Чтобы бодрствовать, я представляла, как моя мама возвращается с работы, как мои сестры смотрят телевизор, возможно, то же самое, что и я; я думала о Сэме, о Тифи, о своем садике, о семенах, которые я в нем посадила, о яблочном торте, который пекла моя крестная, о подушечке моей бабули, и я еще думала, как не умереть от скуки в этом тайнике, как помучить этого дурака, который лежал здесь. Если бы у меня было какое-нибудь оружие, нож, чтобы убить его, если бы у меня было хоть что-нибудь, чтобы воткнуть ему в глотку, или кирпич, который валялся там, на первом этаже. Но кирпичом я вряд ли причиню ему большой урон! Я была слишком мала, чтобы приложить его хорошенько.
Поэтому я делала то, что было в моих силах. Иногда я сама тянула за цепь, чтобы надоесть ему, я бубнила, чтобы он прицепил еще несколько звеньев, я жаловалась на все, я неустанно требовала родителей, я хотела позвонить, написать, я хотела даже новости по телевизору!

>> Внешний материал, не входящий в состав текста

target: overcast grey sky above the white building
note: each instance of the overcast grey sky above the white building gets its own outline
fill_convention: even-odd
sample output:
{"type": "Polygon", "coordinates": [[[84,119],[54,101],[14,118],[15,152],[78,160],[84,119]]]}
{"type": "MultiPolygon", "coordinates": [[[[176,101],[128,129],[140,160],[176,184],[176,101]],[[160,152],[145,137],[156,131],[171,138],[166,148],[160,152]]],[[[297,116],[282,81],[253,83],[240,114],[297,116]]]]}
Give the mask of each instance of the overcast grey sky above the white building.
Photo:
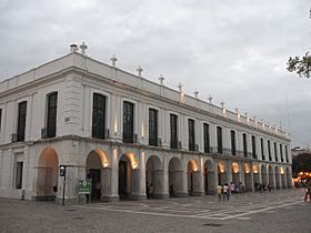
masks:
{"type": "Polygon", "coordinates": [[[258,120],[311,143],[311,79],[285,70],[311,47],[310,0],[0,0],[0,80],[69,52],[88,55],[258,120]]]}

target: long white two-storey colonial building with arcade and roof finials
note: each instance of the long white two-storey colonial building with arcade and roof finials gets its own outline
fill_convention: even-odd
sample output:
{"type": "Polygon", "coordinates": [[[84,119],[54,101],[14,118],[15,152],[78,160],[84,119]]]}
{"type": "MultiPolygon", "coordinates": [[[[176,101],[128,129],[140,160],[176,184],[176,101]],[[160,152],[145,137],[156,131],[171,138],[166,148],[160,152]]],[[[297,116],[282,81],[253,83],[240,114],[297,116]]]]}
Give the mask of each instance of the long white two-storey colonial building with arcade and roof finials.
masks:
{"type": "Polygon", "coordinates": [[[86,45],[0,83],[0,196],[78,202],[290,188],[289,134],[86,55],[86,45]],[[58,188],[58,189],[56,189],[58,188]]]}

Я старалась сделать его жизнь невыносимой, надоедая ему своими словами, слезами и упреками, и мне кажется, что я в какой-то степени преуспела, пользуясь своими жалкими средствами.
Разумеется, телевизионные новости он отмел сразу. Телефон также. Я имела право лишь в некоторые дни на лишнее звено цепи вокруг моей щиколотки. Этого было недостаточно, чтобы я успокоилась, тем более чтобы я смогла удрать отсюда. Я хитрила, про себя называя его дураком. Ругательство, которым обзываются на переменах в школе! Когда он настаивал, чтобы сделать мне что-то, что я не хотела, я осмеливалась даже обругать его вслух, и это меня успокаивало: «Вы в самом деле идиот, это ведь ненормально, мне это не нравится! Вы мне противны!»
Мне были необходимы эти грубые слова, чтобы освободиться от чувства подавленности. Но он не очень-то обращал внимание на мои ругательства. Ему было совершенно наплевать, он злился и в конце концов делал что хотел. Тогда я удерживала себя, чтобы не ругаться слишком часто, я говорила себе: «Не заходи слишком далеко, а то можешь получить».